PHLDA1-PRDM1 mediates the effect of lentiviral vectors on fate-determination of human retinal progenitor cells

Lentiviral vectors have markedly enhanced gene therapy efficiency in treating congenital diseases, but its long-term safety remains controversial. Most gene therapies for congenital eye diseases need to be carried out at early ages, yet the assessment of related risks to ocular development posed by lentiviral vectors is challenging. Utilizing single-cell transcriptomic profiling on human retinal organoids, this study explored the impact of lentiviral vectors on the retinal development and found that lentiviral vectors can cause retinal precursor cells to shift toward photoreceptor fate through the up-regulation of key fate-determining genes such as PRDM1. Further investigation demonstrated that the intron and intergenic region of PRDM1 was bound by PHLDA1, which was also upregulated by lentiviral vector exposure.

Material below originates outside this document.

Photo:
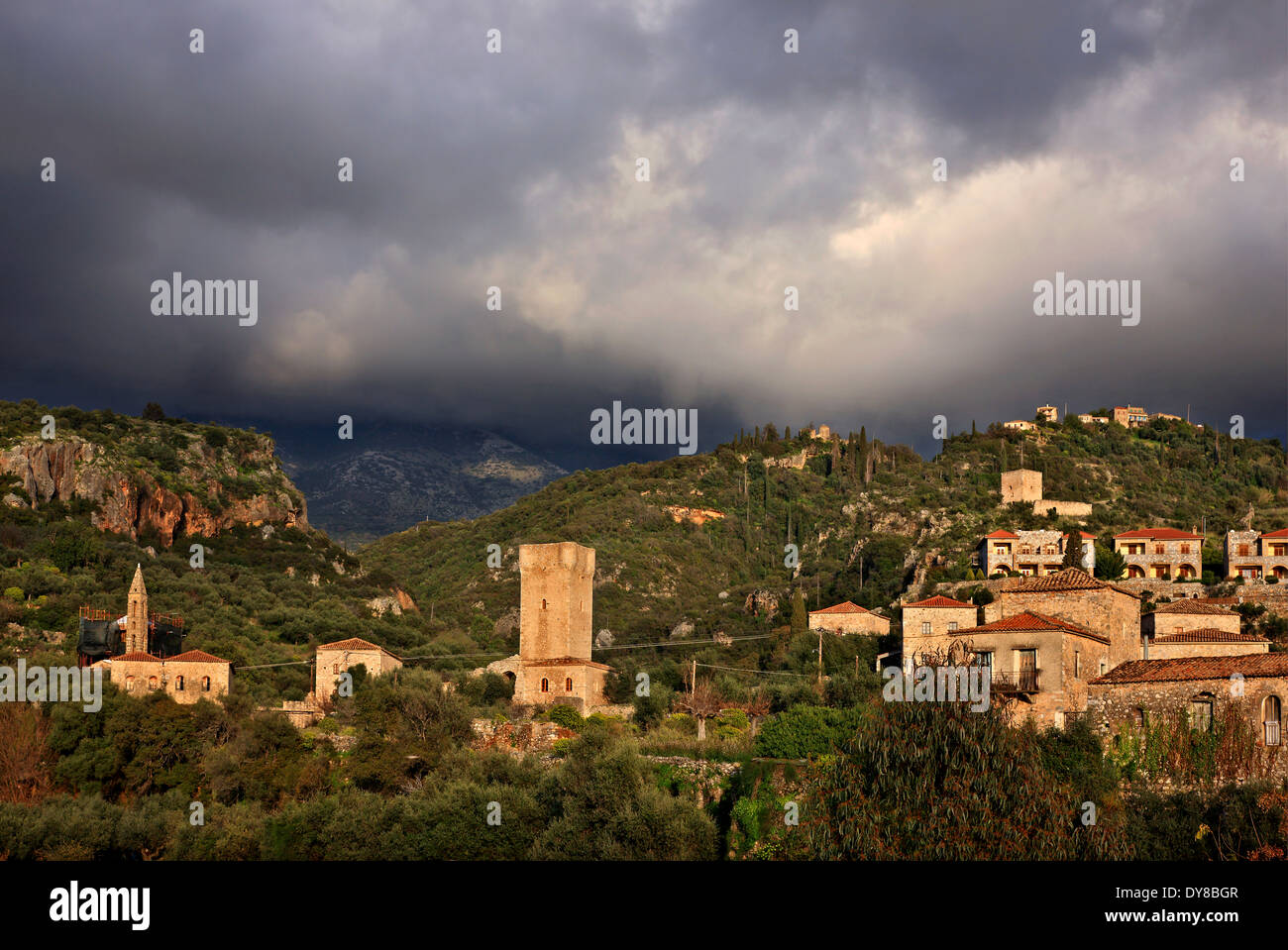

Importantly, knockdown of PHLDA1 successfully suppressed the lentivirus-induced differentiation bias of photoreceptor cells. The findings also suggest that while lentiviral vectors may disrupt the fate determination of retinal precursor cells, posing risks in early-stage retinal gene therapy, these risks could potentially be reduced by inhibiting the PHLDA1-PRDM1 signaling axis. Overall design: This study aims to investigate the genomic and transcriptomic alterations in Y79 retinoblastoma cell lines upon lentivirus infection. We employ Cleavage Under Targets & Tagmentation (CUT&Tag) technology to probe PHLDA1 protein interactions and RNA sequencing (RNA-seq) to assess gene expression changes.